Atomkerne und Leptonen: Meilenstein in der Berechnung des Streuprozesses

Präzise theoretische Vorhersagen wichtig für künftige Neutrinoexperimente

10.08.2021

Einem Theorieteam des Exzellenzclusters PRISMA+ der Johannes Gutenberg-Universität Mainz (JGU) ist es gelungen zu berechnen, wie Atomkerne des Elements Calcium sich verhalten, wenn sie mit Elektronen zusammenprallen. Die Ergebnisse stimmen sehr gut mit vorhandenen experimentellen Daten überein. Erstmals ist damit eine Berechnung auf Basis grundlegender Theorien in der Lage, Experimente für solch einen schweren Kern wie Calcium korrekt zu beschreiben. Von großer Bedeutung ist die Methode vor allem, um künftige Neutrino-Experimente interpretieren zu können. Über den nun erreichten Meilenstein berichtet das renommierte Journal Physical Review Letters in seiner aktuellen Ausgabe.

Die neue Arbeit ist in der Gruppe von Prof. Dr. Sonia Bacca, Professorin für theoretische Kernphysik am Exzellenzcluster PRISMA+, in Zusammenarbeit mit dem Oak Ridge National Laboratory, entstanden: Bacca beschäftigt sich sehr erfolgreich mit der Vorhersage verschiedener Eigenschaften des Atomkerns, die sich aus den Kräften zwischen den einzelnen Kernbestandteilen – den Nukleonen – und ihren Wechselwirkungen herleiten lassen und durch die chirale effektive Feldtheorie beschrieben werden. Ihre Forschung verfolgt das Ziel, eine solide Verbindung zwischen experimentellen Beobachtungen und der zugrunde liegenden fundamentalen Theorie der Quantenchromodynamik herzustellen. In der Physik wird eine solche Vorgehensweise als ab-initio Rechnung bezeichnet, wobei ab-initio "von Anfang an" bedeutet.

Auch Atomkerne, die einem externen Feld ausgesetzt sind – zum Beispiel bestehend aus Elektronen oder anderen Teilchen – lassen sich auf dieser Basis theoretisch beschreiben. Dieser Ansatz wiederum ist der Schlüssel, um vorhandene Daten zu erklären und zukünftige Experimente zu interpretieren, etwa in der Neutrinophysik – einem wichtigen Schwerpunkt im Forschungsprogramm von PRISMA+.

Neutrinos verstehen

Neutrinos sind geisterhafte Teilchen, die unsere Erde ständig milliardenfach durchdringen und trotzdem nur sehr schwer nachzuweisen und zu verstehen sind. Mit neuen geplanten Experimenten – wie dem DUNE Experiment in den USA – wollen Wissenschaftlerinnen und Wissenschaftler einige fundamentale Neutrino-Eigenschaften genauer untersuchen: zum Beispiel das Phänomen, dass sich die drei Neutrino-Arten ständig ineinander umwandeln – im Fachjargon Neutrino-Oszillation. Hierfür brauchen sie wichtige Informationen aus theoretischen Berechnungen. Dabei geht es konkret um die Frage, wie Neutrinos mit den Atomkernen des Detektors wechselwirken.
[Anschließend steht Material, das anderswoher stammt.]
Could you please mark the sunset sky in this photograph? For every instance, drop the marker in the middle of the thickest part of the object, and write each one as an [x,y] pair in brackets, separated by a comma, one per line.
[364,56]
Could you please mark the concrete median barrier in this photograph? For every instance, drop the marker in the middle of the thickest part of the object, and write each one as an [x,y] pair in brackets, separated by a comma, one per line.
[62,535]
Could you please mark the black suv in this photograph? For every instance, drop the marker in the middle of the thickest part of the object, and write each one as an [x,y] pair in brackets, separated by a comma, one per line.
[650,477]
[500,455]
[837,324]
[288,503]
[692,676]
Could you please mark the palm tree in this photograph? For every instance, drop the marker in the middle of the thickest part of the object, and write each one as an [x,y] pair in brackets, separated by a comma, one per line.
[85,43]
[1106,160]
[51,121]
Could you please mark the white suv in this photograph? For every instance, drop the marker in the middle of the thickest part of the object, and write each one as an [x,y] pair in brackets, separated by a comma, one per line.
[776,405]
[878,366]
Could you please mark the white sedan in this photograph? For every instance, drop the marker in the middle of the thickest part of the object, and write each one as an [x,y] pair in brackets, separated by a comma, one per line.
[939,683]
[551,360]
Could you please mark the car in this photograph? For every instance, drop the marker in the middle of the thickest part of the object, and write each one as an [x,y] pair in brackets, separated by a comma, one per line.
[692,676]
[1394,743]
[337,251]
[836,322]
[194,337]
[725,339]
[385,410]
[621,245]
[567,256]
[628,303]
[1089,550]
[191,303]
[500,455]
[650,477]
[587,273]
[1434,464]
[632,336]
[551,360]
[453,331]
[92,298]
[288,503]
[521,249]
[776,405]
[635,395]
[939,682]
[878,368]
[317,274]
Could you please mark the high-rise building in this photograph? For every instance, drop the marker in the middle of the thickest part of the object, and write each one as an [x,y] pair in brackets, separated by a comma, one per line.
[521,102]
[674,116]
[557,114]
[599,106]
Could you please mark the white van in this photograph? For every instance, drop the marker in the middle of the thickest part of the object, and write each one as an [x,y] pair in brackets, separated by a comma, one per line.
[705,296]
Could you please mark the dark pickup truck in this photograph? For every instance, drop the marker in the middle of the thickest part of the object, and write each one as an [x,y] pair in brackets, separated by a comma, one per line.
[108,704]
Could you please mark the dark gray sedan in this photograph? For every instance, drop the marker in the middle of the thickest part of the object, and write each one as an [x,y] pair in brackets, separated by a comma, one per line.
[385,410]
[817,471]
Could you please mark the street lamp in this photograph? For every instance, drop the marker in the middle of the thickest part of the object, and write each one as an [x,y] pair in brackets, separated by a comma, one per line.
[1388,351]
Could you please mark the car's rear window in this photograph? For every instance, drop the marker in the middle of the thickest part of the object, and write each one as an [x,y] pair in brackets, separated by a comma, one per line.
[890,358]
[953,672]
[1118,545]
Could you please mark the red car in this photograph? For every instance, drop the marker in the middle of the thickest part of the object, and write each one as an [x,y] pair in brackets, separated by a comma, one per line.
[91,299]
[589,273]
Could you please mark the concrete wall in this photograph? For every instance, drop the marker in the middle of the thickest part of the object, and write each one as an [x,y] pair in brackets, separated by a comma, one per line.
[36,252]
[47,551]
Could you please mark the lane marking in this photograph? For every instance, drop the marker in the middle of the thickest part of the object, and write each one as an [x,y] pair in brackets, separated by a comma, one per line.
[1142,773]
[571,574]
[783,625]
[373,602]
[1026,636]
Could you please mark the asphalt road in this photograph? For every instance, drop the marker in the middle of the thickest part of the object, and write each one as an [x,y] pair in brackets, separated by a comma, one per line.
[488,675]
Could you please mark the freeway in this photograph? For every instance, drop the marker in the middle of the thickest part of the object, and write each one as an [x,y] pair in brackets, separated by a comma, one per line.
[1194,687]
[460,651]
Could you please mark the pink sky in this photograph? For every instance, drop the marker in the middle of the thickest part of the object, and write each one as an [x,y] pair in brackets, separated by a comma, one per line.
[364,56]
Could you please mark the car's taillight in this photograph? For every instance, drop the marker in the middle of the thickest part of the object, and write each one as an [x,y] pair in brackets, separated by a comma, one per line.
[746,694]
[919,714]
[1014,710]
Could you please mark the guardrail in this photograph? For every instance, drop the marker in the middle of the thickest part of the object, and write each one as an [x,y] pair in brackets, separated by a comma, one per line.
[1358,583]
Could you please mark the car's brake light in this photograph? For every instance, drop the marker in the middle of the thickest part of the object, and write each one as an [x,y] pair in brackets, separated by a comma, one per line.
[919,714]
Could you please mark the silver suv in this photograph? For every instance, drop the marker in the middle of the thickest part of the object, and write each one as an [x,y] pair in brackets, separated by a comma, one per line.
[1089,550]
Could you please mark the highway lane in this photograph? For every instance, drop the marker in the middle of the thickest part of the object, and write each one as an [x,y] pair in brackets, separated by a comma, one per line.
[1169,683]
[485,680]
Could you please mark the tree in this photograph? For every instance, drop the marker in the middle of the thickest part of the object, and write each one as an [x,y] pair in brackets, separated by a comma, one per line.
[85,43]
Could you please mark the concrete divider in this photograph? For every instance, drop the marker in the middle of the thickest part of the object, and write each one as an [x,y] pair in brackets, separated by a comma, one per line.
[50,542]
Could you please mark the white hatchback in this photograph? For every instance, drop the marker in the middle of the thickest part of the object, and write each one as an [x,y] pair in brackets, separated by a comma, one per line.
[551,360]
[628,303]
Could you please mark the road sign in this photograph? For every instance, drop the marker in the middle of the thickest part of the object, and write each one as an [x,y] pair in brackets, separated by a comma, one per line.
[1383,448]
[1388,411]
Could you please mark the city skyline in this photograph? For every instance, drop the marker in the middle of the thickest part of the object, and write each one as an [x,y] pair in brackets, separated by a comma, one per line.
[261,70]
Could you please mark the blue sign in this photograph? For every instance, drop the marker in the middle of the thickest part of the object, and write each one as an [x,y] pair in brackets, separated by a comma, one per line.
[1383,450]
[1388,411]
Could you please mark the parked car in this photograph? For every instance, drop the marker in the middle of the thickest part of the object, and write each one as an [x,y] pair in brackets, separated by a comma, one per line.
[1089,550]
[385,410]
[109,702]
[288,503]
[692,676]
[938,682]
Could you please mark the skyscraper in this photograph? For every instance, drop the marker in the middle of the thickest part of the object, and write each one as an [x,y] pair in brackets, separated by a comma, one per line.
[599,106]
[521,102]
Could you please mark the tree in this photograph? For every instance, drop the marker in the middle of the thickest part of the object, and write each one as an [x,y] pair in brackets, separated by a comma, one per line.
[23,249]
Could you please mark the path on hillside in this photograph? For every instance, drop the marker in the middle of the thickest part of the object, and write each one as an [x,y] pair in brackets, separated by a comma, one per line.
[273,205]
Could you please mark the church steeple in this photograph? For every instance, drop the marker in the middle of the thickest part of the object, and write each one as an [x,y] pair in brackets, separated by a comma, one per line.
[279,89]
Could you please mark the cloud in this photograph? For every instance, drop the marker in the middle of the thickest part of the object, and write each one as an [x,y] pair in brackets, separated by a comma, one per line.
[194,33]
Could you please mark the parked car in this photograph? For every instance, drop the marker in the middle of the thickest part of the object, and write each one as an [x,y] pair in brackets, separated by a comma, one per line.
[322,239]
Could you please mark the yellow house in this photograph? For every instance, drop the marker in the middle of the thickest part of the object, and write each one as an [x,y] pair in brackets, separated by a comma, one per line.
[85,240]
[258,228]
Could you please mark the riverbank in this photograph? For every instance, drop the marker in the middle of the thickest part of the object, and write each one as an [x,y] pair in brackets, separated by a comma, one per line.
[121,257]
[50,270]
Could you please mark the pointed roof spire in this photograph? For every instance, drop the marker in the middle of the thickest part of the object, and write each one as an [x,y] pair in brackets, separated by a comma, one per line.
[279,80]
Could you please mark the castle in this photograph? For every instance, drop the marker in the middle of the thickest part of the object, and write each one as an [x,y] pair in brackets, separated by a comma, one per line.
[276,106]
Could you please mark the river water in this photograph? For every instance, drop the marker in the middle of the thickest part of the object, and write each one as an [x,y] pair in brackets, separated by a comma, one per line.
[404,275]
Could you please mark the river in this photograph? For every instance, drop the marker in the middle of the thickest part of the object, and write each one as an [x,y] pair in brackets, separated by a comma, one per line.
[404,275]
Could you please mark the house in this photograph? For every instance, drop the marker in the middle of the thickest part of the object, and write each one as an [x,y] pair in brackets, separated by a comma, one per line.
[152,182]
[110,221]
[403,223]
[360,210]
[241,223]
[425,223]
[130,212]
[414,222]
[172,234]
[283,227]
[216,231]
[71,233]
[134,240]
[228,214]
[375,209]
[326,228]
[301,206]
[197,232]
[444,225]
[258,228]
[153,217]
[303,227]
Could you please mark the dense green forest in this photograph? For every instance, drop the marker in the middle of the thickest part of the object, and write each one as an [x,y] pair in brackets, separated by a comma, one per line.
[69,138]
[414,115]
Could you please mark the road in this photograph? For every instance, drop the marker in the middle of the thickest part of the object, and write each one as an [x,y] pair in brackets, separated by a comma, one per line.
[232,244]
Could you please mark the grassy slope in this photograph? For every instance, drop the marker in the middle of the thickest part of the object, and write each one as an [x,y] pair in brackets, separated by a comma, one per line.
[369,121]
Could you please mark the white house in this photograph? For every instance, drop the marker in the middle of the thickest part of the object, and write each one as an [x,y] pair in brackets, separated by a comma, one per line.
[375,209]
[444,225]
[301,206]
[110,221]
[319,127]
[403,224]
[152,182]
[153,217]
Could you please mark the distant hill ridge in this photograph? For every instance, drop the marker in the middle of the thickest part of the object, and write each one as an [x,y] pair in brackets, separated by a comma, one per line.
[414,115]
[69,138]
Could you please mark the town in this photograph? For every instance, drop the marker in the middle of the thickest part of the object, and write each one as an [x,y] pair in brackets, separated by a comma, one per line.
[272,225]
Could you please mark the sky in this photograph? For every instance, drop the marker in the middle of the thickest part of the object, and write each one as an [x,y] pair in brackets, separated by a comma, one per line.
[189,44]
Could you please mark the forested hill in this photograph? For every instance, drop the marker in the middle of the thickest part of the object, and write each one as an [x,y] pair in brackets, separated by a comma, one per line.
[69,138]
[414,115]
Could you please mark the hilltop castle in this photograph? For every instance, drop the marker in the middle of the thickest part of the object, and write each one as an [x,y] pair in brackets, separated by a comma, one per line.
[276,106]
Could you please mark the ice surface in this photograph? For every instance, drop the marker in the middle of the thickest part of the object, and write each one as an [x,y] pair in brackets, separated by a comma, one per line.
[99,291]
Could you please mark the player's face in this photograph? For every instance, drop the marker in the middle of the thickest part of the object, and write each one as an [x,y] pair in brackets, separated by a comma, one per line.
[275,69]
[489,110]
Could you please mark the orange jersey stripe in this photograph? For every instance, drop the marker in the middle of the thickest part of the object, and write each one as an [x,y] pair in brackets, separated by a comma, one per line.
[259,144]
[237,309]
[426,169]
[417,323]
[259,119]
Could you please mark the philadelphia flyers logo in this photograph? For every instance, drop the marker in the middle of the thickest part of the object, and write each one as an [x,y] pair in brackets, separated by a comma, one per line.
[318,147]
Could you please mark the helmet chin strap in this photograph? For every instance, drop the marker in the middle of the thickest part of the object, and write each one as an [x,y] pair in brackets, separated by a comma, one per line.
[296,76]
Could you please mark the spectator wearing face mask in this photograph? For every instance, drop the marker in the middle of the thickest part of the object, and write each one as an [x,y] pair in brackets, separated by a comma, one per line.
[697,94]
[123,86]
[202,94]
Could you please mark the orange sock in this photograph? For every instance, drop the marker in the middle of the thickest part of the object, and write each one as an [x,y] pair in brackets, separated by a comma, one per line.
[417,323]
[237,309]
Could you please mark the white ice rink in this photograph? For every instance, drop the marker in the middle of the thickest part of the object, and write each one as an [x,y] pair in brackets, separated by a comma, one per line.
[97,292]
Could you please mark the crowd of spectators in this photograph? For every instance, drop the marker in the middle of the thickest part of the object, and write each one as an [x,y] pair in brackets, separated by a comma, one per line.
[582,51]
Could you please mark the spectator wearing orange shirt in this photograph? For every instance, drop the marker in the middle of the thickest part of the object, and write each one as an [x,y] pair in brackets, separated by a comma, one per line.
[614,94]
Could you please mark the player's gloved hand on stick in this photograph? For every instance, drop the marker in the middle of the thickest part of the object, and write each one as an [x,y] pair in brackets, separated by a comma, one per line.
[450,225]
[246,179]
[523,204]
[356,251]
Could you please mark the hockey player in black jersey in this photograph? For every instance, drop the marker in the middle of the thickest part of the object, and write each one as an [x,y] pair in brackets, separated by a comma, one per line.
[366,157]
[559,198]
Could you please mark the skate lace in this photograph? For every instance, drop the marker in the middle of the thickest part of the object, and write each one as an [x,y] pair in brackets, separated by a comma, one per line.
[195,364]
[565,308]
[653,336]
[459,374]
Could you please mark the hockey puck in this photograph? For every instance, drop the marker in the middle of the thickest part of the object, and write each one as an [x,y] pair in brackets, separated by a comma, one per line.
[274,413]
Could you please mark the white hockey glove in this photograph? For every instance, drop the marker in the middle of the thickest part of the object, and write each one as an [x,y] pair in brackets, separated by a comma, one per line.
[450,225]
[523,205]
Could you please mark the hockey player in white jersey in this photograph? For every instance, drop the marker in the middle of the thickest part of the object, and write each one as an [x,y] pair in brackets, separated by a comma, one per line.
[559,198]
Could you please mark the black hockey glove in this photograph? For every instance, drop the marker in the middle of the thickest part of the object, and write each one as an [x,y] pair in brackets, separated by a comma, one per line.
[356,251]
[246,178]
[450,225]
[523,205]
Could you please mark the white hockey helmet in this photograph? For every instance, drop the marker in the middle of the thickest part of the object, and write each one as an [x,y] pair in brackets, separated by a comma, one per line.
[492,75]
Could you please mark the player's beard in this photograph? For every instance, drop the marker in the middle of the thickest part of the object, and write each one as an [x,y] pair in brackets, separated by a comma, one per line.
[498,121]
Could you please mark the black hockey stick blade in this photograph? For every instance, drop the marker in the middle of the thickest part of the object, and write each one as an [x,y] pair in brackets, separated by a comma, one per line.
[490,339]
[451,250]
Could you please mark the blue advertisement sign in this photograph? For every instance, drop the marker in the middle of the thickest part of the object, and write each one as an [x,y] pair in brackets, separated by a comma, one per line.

Da experimentelle Daten zur Streuung von Neutrinos an Atomkernen rar sind, untersuchte das Forscherteam zunächst die Streuung eines anderen Leptons - des Elektrons -, für das bereits experimentelle Daten vorliegen.– "Calcium 40 ist sozusagen unser Testsystem", erläutert Dr. Joanna Sobczyk, Postdoc in Mainz und Erstautorin der Studie. "Mit unserer neuen ab initio Methode konnten wir sehr präzise berechnen, was bei dieser Streuung von Elektronen passiert und wie der Calcium-Atomkern sich verhält."

Das ist ein großer Erfolg: Denn bisher war es nicht möglich, solche Berechnungen für ein schweres Element wie Calcium durchzuführen, dessen Atomkern immerhin aus 40 Nukleonen besteht. "Wir freuen uns sehr, dass es uns gelungen ist, damit grundsätzlich zu zeigen, dass unsere Methode verlässlich funktioniert", beschreibt Sonia Bacca. "Denn nun beginnt eine Ära, wo wir ab-initio Berechnungen nutzen können, um zu beschreiben, wie Atomkerne mit Leptonen – zu denen sowohl Elektronen, als auch Neutrinos zählen – wechselwirken, sogar wenn 40 Nukleonen beteiligt sind."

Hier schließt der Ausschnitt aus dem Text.